Just need to be pointed in the right direction.

I have two car with 2.0t fsi motors and i have herd that a stage 1 w/m might help to get rid of the possablility of carbon build up in my intake runners and that i can run 87oct. instead of 92.

I'm sure this ??? has been on here plenty of times and i would like a pros opinion on this.
Also what kit would work best-Snows, Devils, ect.

My car is stock i just want to avoid the build up until i can beef up the motors

Thanks Guys:wave:


----------



## SCIROCCO SPEED (Dec 6, 2002)

chances are (depending on your mileage) that the carbon deposits are already on your valve and they're fairly gunked up, like everyone else with a DI motor. The use of W/M will help slow down the buildup of build up, but certainly won't reverse the effects. 

If you are only stg1 now, I would personally wait until you are stg2 or stg2+ before adding a W/M kit to your setup. If you're looking to run 87 to try and save a few bucks a tank, you're approaching this all wrong. While 87 would be fine if you always plan on staying in vacuum, the moment you start building positive boost and putting that load on your engine is when you need the 91octane. You would need to start spraying your W/M very soon, and might prove difficult to dial in without the car bogging and getting a misfire. Also, if you've got a tank full of 87, and something happens, like your reservoir runs empty or your kit malfunctions, you're stuck driving around with 87 octane and the timing will be retarded significantly and you won't feel like you have stg1 anymore, lol.

It's just as important to maintain the driveability of the car as it is to get the most power out of it.

I have a snow performance kit and am Stg2 w/ upgraded HPFP on a Unitronics file. 

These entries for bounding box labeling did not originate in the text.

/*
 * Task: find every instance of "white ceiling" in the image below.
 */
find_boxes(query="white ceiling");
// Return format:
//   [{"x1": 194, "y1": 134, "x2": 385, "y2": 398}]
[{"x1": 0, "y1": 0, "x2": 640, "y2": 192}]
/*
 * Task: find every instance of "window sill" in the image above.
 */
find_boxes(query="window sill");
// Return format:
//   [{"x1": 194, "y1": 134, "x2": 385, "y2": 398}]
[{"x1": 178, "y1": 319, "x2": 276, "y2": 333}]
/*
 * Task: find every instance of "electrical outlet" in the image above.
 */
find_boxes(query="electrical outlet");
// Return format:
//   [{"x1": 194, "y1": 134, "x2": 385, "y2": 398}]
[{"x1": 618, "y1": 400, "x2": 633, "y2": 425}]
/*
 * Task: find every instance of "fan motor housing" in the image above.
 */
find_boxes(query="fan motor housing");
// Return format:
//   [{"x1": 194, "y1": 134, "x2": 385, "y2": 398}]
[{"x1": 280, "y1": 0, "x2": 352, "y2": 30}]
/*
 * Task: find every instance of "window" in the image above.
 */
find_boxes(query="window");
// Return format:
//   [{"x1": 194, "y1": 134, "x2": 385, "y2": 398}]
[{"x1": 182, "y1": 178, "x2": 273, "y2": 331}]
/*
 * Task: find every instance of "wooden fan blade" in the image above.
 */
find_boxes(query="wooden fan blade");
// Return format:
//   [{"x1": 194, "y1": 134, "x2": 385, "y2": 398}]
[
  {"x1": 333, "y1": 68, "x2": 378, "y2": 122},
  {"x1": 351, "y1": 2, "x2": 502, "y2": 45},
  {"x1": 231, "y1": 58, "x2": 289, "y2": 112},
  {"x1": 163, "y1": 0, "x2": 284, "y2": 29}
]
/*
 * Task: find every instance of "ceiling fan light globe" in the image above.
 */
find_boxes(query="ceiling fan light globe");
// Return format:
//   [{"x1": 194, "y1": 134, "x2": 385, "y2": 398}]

Cheers man! :beer: I hope i've answered a few questions for you. Please feel free to ask any questions, i'd be happy to help!:thumbup::thumbup:


----------



## 83854life (Jul 21, 2008)

My cars are both stock no chip or anything and have you herd around what mileage the build up becomes a problem 1 is at 40000 and the other is at 75000 and i was just hearing that in order to help prevent the carbon build is to get w/m or pcv bypass with oil catch can.

Thanks for the words man:beer::beer:


----------



## SCIROCCO SPEED (Dec 6, 2002)

with that mileage on both cars, your valves already have some caked on deposits. Everybody thought catch cans would help, but not as much as was hyped about them.

I strongly suggest reading this thread
http://forums.vwvortex.com/showthre...tch-Can-(Atmo)-Comparison-Pictures-Discussion

and spend some time in that forum. Some knowledgeable folks over there.

I wouldn't recommend installing W/M kit as a solely as a means to keep your valves clean. It's more of a side effect. The only way you're going to get clean valves is to pay a shop (or do it yourself) to take the intake manifold off (which is a pain in the ass) and have them scrubbed/soaked/scrubbed, or a lot of people are blasting them with ground up walnut shells :thumbup:


----------